In der zweiten Hälfte des 19. Jahrhunderts bestand die tägliche Hygiene darin, sich mit einer Waschkanne und einem Waschbecken die Hände und das Gesicht zu waschen. Baden war selten und wurde gelegentlich in einer Wanne auf dem Küchenboden durchgeführt. Für diejenigen, die kein kaltes Wasser im Haus hatten, wurde das Wasser aus einem Brunnen im Hof geholt und auf dem Herd erwärmt. Mit dem technologischen Fortschritt wurde Sauberkeit und Schmutz zu einer deutlichen Trennlinie zwischen den Reichen und den Armen. Für diejenigen, die es sich leisten konnten, wurde zunächst ein kleines Waschzimmer in der Wohnung eingerichtet, das als "Toilette" bezeichnet wurde und ein Waschbecken und einen Toilettenstuhl hatte. Gegen Ende des 19. Jahrhunderts begannen einige der nobelsten Wohnungen, eine eigene Badewanne zu haben, und in den Villen begannen sie im Untergeschoss aufzutauchen.
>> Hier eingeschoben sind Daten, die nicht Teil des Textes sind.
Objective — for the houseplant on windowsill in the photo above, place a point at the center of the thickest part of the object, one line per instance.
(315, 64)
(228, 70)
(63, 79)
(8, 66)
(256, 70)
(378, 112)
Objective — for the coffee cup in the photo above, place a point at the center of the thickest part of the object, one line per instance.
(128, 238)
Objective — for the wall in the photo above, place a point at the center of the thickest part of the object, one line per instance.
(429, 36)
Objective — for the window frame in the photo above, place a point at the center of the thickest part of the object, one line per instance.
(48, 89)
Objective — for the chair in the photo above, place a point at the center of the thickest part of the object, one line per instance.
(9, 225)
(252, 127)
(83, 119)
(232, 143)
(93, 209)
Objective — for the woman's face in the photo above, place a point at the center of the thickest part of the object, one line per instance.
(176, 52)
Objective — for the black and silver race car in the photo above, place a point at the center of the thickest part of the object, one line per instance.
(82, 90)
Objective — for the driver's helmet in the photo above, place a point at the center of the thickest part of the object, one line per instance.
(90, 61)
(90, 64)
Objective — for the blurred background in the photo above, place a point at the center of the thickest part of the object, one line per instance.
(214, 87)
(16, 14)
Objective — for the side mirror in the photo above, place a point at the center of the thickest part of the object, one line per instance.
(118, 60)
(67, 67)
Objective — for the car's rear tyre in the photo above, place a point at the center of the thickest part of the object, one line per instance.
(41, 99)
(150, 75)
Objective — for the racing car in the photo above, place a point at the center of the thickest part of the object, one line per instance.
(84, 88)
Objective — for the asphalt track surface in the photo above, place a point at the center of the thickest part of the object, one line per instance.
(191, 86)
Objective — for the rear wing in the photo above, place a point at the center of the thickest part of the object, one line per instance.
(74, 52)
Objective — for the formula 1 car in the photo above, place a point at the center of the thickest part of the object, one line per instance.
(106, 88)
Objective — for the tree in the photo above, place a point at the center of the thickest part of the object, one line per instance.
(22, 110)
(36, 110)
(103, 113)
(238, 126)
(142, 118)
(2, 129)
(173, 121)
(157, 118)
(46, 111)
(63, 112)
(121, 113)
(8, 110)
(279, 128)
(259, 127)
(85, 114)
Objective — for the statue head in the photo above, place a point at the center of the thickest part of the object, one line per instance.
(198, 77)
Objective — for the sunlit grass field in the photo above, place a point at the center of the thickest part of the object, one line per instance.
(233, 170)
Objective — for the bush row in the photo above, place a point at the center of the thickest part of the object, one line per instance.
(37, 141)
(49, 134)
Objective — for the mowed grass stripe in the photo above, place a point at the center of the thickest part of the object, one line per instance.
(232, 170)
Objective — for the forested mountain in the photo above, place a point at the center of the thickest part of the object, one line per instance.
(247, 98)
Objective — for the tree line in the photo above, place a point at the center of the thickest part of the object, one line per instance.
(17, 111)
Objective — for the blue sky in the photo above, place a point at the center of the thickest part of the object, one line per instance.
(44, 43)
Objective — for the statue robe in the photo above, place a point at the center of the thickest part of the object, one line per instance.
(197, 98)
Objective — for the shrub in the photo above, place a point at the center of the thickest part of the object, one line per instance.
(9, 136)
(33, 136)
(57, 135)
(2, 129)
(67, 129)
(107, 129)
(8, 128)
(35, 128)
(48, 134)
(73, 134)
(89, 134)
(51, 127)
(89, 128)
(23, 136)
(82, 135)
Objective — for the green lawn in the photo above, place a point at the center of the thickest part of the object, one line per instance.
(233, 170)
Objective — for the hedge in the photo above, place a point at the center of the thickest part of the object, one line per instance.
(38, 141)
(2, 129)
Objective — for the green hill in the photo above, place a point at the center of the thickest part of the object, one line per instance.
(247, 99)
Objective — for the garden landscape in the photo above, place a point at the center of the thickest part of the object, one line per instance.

Die Badewannen waren freistehend aus Gusseisen und die Füße konnten sowohl in Form von Löwenpfoten als auch von Vogelkrallen gestaltet sein. Die Waschbecken hatten oft separate Warm- und Kaltwasserhähne. Sie waren tief und hatten eine hohe Rückwand, um vor Spritzwasser zu schützen. Bis in die 1940er Jahre hatten die Armaturen oft einen Porzellanknopf mit der Aufschrift "Heiß" oder "Kalt". Der Raum wurde mit keramischen Fliesen, Kalkstein oder Marmor auf dem Boden ausgestattet. Die Wände wurden mit Perlenbrettern oder Fliesen verkleidet und die Details wurden aus Messing gefertigt.

Für die allermeisten Menschen ist ein eigenes Badezimmer ein unvorstellbarer Luxus und nahezu undenkbar. Ihre Realität ist weiterhin das Waschbecken in der Küche oder möglicherweise eine gemeinsame Badewanne im Keller des Mietshauses. Toilettenbedürfnisse werden auf Trockenklos erledigt, die auf dem Hof, auf dem Dachboden oder - wenn man zur gehobenen Klasse gehört - innerhalb der Wohnung oder im Treppenhaus platziert sind. In modischen Wohnungen beginnt um die Jahrhundertwende 1900 die Ausstattung mit einer Wasserspültoilette.